Les critiques du pouvoir montrent du doigt la corruption qui gangrène le pays pour expliquer en partie l'explosion des coûts. Un entrepreneur a notamment accusé un responsable de l'administration présidentielle d'avoir exigé 12% de la valeur d'un contrat en pots-de-vin. Le fonctionnaire a été démis de ses fonctions en août et fait face à des accusations criminelles.

Grève de la faim

Quant au site principal des Jeux, à quelques centaines de mètres de la mer Noire, les stades et arénas commencent à prendre forme. Au passage de La Presse il y a trois ans, les basses terres d'Imereti - comme les habitants appellent ce secteur parsemé de quelques villages à une quarantaine de kilomètres du centre-ville de Sotchi - n'étaient que champ de maïs entouré de quelques maisons.

De son jardin, Lioubov Fourssa a une vue prenante sur le squelette du futur palais de glace de 12 000 places, qui accueillera les compétitions de patinage de vitesse courte piste et de patinage artistique. Mais pas pour longtemps. D'ici décembre, elle devra quitter sa maison.

Elle fait partie de la centaine de familles expropriées par les autorités. Lorsque la ville a présenté sa candidature, elle assurait pourtant qu'aucun citoyen n'aurait à déménager.

Après une grève de la faim de 24 jours en mai, faute de recevoir la visite exigée du premier ministre Vladimir Poutine, Mme Fourssa et huit autres habitants ont pu rencontrer des responsables olympiques qui leur ont promis une meilleure compensation. Comme la plupart, elle a finalement accepté une maison flambant neuve quelques kilomètres plus loin, dans le village voisin de Nekrassovskoe.
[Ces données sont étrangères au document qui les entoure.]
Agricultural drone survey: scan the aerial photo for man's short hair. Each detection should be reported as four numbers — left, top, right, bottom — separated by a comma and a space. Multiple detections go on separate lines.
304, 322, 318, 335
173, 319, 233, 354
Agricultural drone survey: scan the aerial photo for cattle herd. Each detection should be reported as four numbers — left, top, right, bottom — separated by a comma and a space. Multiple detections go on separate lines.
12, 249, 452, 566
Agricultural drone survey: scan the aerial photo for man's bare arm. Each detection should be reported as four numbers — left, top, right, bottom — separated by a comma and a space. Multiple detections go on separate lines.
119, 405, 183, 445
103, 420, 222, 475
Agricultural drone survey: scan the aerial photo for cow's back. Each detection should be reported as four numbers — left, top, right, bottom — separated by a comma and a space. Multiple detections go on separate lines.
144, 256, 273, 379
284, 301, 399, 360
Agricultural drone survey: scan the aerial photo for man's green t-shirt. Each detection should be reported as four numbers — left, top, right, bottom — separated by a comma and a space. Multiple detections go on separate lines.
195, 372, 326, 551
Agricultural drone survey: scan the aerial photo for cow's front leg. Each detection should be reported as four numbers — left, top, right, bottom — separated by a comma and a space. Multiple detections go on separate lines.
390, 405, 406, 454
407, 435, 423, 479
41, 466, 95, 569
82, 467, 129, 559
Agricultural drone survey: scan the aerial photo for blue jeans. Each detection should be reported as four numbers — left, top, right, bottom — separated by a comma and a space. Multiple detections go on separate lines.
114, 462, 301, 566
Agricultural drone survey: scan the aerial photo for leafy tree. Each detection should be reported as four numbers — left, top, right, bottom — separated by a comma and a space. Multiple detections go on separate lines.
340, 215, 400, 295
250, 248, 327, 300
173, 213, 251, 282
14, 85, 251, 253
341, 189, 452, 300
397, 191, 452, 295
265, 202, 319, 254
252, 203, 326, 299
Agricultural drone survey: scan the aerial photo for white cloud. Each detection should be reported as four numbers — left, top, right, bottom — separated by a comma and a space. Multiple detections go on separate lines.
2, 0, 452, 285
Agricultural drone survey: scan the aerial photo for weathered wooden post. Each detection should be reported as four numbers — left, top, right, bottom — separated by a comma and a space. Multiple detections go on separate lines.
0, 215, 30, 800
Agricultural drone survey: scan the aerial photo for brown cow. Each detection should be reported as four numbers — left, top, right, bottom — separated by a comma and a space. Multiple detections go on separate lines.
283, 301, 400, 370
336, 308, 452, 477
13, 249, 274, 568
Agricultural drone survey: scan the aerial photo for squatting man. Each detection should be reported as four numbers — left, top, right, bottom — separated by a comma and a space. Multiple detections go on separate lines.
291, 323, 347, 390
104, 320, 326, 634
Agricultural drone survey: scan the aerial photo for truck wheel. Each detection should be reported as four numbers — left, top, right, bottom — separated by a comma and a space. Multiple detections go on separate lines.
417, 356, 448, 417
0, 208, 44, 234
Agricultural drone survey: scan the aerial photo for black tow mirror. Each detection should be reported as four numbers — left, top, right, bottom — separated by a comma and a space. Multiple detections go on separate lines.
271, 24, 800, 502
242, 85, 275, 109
La famille d'Alla Matioukha a fait la même chose. Et selon cette mère de trois enfants, les expropriés en ont eu pour leur argent. «Plusieurs familles n'avaient même pas de toilettes dans leur ancienne demeure», dit-elle.

Mme Matioukha croit qu'il aurait de toute façon été inutile d'opposer une résistance au rêve chéri par le premier ministre Poutine. «Les Jeux olympiques, c'est un projet d'État. Peu importe ce que nous aurions dit, on nous aurait déplacés», conclut-elle.